The context describing the facts is in verbose. For example sales facts are always best described with product, period, and store or region where it was sold and to whom it was sold. Facts measured can be additive, semi additive, or non-additive.
A Fact Table is most of the time defined by a grain. A grain is the most atomic form of data in the table. Example: The grain in a SALES table may be defined as “Sales of a Day by Product in a Store”.
The types are
• Transactional – The grain of a transactional table is normally mentioned as “1 row per entry in a transaction” example every entry in an invoice. Classically a transactional table holds data to a detailed level, creating dimensions with varied specifications associated to facts.
• Periodic Snapshot – Representation of facts in a given moment.
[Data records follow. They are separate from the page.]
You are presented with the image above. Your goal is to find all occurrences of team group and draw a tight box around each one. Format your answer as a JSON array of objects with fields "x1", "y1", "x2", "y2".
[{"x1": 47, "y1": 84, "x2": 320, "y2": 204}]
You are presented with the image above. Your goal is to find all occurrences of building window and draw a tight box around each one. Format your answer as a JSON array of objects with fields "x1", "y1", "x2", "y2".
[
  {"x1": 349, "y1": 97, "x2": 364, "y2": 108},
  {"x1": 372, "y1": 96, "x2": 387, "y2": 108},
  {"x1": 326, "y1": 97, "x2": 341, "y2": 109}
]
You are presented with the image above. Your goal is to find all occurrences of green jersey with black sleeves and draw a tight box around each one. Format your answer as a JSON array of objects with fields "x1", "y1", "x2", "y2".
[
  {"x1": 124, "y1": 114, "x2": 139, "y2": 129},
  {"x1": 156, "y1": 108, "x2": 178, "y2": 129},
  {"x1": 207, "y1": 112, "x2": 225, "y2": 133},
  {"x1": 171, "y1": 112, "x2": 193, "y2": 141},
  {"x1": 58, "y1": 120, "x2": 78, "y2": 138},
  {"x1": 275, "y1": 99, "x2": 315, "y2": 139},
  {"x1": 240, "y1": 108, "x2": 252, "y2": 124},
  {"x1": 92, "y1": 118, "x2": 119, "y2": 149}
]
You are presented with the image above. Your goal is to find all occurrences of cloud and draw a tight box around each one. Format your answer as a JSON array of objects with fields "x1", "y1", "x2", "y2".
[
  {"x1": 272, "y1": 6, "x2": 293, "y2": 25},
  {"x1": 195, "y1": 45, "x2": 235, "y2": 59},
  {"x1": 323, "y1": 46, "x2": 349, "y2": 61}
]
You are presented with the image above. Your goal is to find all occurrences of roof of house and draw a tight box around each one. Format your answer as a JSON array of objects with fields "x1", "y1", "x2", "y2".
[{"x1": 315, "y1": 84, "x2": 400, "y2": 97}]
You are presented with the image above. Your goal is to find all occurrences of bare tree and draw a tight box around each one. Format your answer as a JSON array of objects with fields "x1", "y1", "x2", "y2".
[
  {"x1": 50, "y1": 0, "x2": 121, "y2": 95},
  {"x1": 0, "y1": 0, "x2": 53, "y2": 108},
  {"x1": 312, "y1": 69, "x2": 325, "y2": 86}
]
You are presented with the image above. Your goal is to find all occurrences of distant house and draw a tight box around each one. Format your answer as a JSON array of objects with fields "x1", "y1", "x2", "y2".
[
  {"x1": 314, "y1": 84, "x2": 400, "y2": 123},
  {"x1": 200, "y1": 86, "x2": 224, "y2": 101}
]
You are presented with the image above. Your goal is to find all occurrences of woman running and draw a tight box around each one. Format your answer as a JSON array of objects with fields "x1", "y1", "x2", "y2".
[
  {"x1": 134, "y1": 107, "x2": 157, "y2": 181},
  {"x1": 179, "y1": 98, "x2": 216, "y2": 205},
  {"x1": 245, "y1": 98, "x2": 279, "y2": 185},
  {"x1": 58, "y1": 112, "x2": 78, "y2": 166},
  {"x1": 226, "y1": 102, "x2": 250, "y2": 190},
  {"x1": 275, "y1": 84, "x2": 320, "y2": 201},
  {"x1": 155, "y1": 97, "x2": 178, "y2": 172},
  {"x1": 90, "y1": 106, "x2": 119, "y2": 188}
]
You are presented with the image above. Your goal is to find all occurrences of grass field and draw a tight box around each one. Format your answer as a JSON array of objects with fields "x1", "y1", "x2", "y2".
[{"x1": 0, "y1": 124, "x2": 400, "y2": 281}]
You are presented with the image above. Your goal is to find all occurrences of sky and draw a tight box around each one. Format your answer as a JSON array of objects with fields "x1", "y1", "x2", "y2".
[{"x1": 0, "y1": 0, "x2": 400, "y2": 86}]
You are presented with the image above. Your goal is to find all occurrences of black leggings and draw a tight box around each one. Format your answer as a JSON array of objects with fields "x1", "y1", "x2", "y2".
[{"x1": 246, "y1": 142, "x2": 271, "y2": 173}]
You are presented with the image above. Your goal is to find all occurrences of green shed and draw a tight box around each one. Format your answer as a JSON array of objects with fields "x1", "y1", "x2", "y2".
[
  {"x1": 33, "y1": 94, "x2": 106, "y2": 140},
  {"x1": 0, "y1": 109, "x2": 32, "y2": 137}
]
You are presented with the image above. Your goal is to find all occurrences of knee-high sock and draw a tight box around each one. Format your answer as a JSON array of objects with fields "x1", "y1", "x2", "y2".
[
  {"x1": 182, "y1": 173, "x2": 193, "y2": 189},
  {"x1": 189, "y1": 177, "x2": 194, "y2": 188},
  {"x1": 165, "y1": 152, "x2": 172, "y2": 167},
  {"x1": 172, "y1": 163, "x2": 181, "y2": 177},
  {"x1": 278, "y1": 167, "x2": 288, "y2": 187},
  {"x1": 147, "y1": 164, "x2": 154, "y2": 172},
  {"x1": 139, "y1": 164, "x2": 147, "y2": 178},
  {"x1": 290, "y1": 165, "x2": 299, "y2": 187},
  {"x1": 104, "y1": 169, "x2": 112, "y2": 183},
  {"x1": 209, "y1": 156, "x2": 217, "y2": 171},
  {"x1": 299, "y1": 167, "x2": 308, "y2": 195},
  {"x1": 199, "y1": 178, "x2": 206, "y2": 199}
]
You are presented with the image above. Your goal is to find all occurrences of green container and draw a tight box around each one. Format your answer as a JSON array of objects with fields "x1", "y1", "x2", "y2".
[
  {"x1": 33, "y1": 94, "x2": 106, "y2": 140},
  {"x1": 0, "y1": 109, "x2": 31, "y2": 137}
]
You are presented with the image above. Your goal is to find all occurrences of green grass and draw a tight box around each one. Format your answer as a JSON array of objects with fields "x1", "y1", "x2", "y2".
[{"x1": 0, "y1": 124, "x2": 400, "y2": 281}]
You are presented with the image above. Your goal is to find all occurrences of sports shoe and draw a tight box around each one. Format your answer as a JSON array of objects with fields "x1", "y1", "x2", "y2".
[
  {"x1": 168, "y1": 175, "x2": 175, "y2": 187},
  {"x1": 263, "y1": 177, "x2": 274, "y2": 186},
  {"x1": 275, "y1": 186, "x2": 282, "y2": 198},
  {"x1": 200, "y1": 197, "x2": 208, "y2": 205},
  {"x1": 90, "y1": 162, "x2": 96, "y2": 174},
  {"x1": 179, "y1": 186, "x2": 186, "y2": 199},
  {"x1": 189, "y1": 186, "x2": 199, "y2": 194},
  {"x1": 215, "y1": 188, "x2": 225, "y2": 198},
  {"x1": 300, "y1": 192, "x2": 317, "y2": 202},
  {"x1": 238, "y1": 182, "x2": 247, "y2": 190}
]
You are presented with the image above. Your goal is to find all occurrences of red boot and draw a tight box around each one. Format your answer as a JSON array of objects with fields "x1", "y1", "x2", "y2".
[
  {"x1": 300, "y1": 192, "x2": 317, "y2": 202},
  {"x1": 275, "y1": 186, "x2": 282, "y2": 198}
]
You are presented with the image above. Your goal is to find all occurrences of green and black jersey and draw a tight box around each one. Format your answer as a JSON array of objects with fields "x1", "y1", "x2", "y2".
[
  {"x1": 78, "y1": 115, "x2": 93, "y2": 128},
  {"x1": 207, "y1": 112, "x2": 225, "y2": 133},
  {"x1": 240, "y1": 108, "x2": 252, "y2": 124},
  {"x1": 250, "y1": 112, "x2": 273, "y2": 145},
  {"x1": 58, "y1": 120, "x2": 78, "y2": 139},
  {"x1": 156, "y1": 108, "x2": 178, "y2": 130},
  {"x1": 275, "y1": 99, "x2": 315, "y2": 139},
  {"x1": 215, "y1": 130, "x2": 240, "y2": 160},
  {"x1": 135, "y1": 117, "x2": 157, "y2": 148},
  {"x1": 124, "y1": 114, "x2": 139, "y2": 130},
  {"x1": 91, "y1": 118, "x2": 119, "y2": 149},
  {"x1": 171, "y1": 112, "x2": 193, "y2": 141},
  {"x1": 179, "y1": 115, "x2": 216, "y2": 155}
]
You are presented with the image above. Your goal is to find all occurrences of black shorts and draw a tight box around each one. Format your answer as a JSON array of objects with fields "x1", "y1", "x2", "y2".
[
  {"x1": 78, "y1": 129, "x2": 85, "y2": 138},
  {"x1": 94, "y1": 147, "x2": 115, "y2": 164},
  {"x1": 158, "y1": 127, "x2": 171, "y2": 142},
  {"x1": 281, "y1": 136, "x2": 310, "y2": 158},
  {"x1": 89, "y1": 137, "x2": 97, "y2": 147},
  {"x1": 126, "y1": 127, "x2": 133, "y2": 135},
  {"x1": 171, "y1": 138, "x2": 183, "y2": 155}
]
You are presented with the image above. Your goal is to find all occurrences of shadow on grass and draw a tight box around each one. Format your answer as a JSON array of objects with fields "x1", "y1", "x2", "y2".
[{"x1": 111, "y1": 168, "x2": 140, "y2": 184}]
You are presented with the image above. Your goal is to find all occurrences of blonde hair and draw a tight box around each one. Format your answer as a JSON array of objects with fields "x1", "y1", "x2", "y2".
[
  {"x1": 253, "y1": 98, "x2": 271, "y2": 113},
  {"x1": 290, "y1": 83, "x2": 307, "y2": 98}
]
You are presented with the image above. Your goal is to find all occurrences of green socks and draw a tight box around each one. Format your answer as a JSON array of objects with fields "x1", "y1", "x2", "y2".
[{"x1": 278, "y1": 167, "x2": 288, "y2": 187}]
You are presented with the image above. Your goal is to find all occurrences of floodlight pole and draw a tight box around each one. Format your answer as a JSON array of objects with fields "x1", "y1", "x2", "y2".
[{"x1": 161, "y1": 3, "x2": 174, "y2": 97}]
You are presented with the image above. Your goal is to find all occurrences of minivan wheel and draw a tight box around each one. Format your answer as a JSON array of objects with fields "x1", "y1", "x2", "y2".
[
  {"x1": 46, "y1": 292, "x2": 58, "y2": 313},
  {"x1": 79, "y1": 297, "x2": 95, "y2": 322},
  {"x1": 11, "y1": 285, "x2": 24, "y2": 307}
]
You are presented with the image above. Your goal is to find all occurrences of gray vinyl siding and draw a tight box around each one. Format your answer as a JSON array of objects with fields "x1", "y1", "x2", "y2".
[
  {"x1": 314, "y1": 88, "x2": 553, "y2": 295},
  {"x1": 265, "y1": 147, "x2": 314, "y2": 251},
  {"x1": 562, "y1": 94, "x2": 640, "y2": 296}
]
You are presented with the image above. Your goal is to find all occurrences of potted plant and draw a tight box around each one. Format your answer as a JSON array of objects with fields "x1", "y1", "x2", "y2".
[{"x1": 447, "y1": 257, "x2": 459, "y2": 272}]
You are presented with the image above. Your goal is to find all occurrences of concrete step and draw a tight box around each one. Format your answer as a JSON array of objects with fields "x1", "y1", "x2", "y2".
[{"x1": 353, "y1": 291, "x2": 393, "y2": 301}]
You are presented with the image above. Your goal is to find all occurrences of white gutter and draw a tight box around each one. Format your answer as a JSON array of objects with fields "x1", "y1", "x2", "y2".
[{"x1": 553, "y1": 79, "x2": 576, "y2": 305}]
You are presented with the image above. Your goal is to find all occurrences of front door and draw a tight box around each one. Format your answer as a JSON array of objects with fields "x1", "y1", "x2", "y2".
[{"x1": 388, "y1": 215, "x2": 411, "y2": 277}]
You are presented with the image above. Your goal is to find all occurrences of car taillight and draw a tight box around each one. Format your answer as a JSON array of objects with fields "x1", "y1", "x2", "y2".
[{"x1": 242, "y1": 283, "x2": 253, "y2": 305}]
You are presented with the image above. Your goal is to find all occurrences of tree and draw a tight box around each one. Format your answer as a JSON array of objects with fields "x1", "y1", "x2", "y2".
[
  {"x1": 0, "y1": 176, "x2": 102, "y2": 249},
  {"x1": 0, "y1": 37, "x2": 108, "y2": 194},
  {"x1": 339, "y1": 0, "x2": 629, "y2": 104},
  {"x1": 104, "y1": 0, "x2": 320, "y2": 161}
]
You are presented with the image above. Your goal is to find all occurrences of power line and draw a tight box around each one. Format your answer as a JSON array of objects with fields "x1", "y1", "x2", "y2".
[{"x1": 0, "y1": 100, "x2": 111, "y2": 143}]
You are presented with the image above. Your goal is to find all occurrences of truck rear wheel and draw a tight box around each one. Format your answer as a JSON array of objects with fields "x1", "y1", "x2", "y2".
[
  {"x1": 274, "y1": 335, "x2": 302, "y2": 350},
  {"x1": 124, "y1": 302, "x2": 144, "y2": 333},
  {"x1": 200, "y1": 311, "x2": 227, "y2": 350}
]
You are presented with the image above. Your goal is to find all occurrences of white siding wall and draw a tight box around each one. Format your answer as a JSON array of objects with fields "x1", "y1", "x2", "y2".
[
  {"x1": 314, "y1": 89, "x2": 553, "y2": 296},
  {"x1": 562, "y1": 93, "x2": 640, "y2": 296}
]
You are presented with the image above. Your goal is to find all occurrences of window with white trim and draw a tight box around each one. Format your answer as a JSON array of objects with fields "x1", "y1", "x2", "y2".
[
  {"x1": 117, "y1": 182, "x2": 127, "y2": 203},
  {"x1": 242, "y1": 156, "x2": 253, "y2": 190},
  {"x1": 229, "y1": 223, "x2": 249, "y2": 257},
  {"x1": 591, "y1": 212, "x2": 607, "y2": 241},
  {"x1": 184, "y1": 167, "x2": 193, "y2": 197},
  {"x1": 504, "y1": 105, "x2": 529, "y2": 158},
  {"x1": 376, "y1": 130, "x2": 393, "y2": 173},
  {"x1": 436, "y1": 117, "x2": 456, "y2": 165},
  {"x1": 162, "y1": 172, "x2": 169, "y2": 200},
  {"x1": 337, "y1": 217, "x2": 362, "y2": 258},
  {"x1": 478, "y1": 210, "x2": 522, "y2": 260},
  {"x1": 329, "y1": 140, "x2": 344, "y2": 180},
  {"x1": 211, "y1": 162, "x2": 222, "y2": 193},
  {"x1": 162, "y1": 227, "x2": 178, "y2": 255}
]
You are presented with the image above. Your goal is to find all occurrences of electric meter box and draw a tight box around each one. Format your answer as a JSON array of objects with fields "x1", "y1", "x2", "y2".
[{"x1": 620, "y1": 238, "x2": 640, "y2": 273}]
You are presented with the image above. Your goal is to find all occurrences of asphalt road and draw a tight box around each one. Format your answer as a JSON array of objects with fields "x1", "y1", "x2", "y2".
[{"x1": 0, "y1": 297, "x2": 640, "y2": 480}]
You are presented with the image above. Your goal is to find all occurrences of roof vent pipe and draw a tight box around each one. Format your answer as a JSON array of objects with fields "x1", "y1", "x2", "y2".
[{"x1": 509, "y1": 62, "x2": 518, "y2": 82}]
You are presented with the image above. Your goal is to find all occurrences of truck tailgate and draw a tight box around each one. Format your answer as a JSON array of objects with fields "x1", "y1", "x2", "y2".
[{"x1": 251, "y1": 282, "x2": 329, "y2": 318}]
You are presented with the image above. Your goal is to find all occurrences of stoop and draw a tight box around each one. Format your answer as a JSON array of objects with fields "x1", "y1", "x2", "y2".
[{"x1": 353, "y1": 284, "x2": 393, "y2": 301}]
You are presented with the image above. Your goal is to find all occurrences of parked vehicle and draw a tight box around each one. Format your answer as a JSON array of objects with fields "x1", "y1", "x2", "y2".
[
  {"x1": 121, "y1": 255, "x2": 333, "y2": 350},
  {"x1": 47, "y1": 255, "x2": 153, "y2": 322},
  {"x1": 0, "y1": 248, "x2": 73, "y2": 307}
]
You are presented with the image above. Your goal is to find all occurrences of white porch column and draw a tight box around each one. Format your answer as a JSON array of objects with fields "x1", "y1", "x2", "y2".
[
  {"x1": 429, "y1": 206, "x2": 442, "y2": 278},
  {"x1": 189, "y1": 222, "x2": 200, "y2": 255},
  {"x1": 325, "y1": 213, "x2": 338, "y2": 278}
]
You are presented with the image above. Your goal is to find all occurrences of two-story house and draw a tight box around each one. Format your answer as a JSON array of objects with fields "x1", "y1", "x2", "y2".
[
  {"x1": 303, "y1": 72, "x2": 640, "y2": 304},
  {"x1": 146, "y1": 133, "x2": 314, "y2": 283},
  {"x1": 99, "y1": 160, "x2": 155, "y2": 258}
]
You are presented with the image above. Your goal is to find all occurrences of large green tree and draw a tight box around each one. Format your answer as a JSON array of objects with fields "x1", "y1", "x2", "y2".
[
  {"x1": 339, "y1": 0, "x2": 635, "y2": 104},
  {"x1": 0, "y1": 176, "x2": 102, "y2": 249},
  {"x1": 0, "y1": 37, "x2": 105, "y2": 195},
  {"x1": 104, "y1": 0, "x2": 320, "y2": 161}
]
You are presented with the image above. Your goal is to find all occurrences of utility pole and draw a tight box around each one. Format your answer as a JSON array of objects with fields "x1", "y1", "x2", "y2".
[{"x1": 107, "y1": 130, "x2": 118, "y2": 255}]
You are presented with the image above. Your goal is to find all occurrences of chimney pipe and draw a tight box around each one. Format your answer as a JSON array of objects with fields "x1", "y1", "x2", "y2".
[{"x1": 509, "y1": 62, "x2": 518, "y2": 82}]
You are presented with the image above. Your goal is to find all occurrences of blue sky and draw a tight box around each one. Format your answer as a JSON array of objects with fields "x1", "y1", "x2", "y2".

A moment is a given period of time with in which the facts have been repeatedly.
• Accumulating Snapshot – Represents the life cycle of the key entity in a process. Most of the time it shows the transactions from beginning to end of a given process. For example fulfillment process of a telephone or mobile connection.
Understanding the fact table and its types may now indicate what clearly what is required to create one. Some key steps are to know the process, identifying dimensions of various facts such as location, time, and product or service types, listing the facts, and determine the atomic grains.
Identifying the business process should not be confused with the functions of an organization like sales or marketing but order fulfillment is a process that can be triggered by sales / marketing team.
Dimensions give structures to facts which best explain changes in them. Example: sales across the year and sales across regions in a country.
The grain identified for a fact table should be at the most atomic level possible to materialize on best utilization of the dimensions.
Facts have a many-one relationship with dimensions as we saw in the example for dimensions. Facts are to be defined after knowing the granularity.
Relationships with dimensions
Dimensional modeling is a familiar design discipline used to make these tables. The smaller the facts the greater are the dimensions. Facts can be related to multiple dimensions in different types of schemas such as star, snowflakes, and matrix.
All facts in a table may not be associated to the dimension but some are foreign keys. Foreign keys in a fact table associated with dimension table using the schemas should be surrogate keys.